Rigorous experimental design for PanT functional studies should include multiple controls:

• Expression Controls:

  • Empty vector control: Cells transformed with the expression vector lacking the panT gene

  • Inactive mutant control: Expression of a non-functional PanT variant (e.g., mutated in key residues)

  • Positive control: Expression of a well-characterized related transporter

• Substrate Specificity Controls:

  • Structurally related compounds to test specificity

  • Competitive inhibition assays with unlabeled pantothenic acid

  • Transport assays with pantothenic acid analogs

• System-Specific Controls:

  • For growth complementation: Verify that growth rescue is specifically due to PanT function and not indirect effects

  • For transport assays: Non-specific binding controls (e.g., boiled/denatured protein)
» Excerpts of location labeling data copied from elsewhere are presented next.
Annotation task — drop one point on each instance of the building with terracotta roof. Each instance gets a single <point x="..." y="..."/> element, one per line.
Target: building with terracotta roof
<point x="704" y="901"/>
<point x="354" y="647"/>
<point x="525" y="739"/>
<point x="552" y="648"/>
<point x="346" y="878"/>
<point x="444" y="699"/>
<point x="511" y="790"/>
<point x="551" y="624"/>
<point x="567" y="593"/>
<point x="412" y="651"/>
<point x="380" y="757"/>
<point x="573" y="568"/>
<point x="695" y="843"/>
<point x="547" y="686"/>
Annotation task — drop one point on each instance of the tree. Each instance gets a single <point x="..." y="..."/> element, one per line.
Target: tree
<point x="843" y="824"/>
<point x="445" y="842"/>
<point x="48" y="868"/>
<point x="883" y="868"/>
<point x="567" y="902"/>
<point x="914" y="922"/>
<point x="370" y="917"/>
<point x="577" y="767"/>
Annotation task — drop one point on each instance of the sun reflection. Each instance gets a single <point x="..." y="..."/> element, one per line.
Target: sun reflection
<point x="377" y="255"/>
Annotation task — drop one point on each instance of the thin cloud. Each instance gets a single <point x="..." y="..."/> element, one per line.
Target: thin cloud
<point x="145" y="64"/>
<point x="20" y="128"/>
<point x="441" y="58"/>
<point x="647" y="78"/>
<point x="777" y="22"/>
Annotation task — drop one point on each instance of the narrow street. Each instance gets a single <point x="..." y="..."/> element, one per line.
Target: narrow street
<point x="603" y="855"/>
  • For proteoliposome studies: Liposomes without reconstituted protein

• Experimental Validation Controls:

  • Technical replicates: Multiple measurements from the same biological sample

  • Biological replicates: Independent transformations or protein preparations

  • Time-course measurements to ensure linearity within the measurement range

• Data Analysis Controls:

  • Appropriate statistical tests for significance

  • Multiple methods to calculate kinetic parameters

  • Comparison with published values for related transporters

Implementing these controls ensures that observed effects can be confidently attributed to PanT function rather than experimental artifacts or non-specific effects.